31. Oktober 2000: Borussia Dortmund geht als erster Fußball-Bundesligist an die Börse. Der Ausgabekurs der 13,5 Millionen Aktien betrug pro Stück 11 Euro und brachte dem BVB 305,4 Millionen DM ein.

26. November 2000: Auf der ersten Jahreshauptversammlung nach dem Börsengang wird ein Rekordumsatz von 184,4 Millionen DM verkündet.

6. November 2001: Zum Zeitpunkt der ersten Aktionärsversammlung ist der Kurs der BVB-Aktie auf 5,18 Euro gesunken. Im Geschäftsjahr 2000/2001 verbuchte die Borussia Dortmund GmbH & Co. KGaA einen Fehlbetrag von rund 9 Millionen Euro.

20. September 2002: Im Geschäftsjahr 2001/2002 erwirtschaftet der BVB einen Reingewinn von 755 000 Euro.

22. Dezember 2003: Der BVB bestätigt Gespräche mit dem Investment-Unternehmen Schechter & Co. über eine Anleihe in Höhe von 80 bis 100 Millionen Euro.

27. Februar 2004: In der ersten Hälfte des Geschäftsjahres 2003/2004 hat der BVB ein Rekordminus von 29,4 Millionen Euro erwirtschaftet.

8. Oktober 2004: Die Dortmunder Führung teilt auf der Bilanzkonferenz mit, dass sich im Geschäftsjahr 2003/2004 der Konzernverlust auf 67,7 Millionen Euro belief. Die Schulden stiegen auf 118,8 Millionen Euro.
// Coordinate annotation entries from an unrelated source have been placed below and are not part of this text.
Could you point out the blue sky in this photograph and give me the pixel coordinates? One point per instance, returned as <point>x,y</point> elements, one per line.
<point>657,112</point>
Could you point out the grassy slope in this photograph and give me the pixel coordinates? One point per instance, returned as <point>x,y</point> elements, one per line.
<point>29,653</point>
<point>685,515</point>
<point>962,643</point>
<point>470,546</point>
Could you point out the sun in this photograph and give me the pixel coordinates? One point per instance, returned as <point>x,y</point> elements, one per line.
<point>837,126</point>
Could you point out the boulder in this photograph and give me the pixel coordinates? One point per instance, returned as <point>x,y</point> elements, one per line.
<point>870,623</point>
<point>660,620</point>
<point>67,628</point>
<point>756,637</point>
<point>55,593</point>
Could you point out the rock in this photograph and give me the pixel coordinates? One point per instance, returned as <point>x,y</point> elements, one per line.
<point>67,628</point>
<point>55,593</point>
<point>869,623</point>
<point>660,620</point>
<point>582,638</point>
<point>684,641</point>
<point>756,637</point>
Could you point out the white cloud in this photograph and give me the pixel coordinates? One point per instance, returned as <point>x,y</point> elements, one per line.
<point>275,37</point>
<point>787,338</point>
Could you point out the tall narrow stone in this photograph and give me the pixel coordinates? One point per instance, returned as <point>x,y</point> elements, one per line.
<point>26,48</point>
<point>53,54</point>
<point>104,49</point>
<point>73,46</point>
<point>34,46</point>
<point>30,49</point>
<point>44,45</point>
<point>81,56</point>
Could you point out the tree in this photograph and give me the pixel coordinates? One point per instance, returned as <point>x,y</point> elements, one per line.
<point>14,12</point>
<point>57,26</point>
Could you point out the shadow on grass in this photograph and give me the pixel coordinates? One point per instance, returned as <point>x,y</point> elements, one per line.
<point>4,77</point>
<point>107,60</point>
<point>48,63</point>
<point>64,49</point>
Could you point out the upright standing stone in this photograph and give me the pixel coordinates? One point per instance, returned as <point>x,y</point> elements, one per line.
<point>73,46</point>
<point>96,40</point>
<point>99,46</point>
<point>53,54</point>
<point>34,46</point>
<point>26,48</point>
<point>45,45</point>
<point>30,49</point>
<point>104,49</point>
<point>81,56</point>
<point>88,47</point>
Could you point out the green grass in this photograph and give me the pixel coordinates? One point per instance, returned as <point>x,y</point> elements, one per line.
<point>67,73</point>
14. November 2004: BVB-Clubchef Gerd Niebaum gibt sein Präsidentenamt auf. Nachfolger wird Reinhard Rauball.

9. Februar 2005: Niebaum tritt auch als Geschäftsführer der Borussia Dortmund GmbH & Co. KGaA zurück. Nachfolger wird BVB-Schatzmeister Hans-Joachim Watzke.

17. Februar 2005: Borussia Dortmund teilt in einer Pflichtmitteilung mit, in einer "existenzbedrohenden Ertrags- und Finanzsituation" zu stecken.

18. Februar 2005: Die Gläubiger des BVB einigen sich auf ein Kompromiss zur Sanierung des BVB.

14. März 2005: Die außerordentliche Versammlung der Fondsgesellschaft Molsiris KG stimmt dem Sanierungskonzept des BVB zu.

Dieses beinhaltet den Teilrückkauf des Westfalenstadions und die Stundung der Mietzahlung 2005 und 2006. Damit ist die drohende Insolvenz vorerst abgewendet.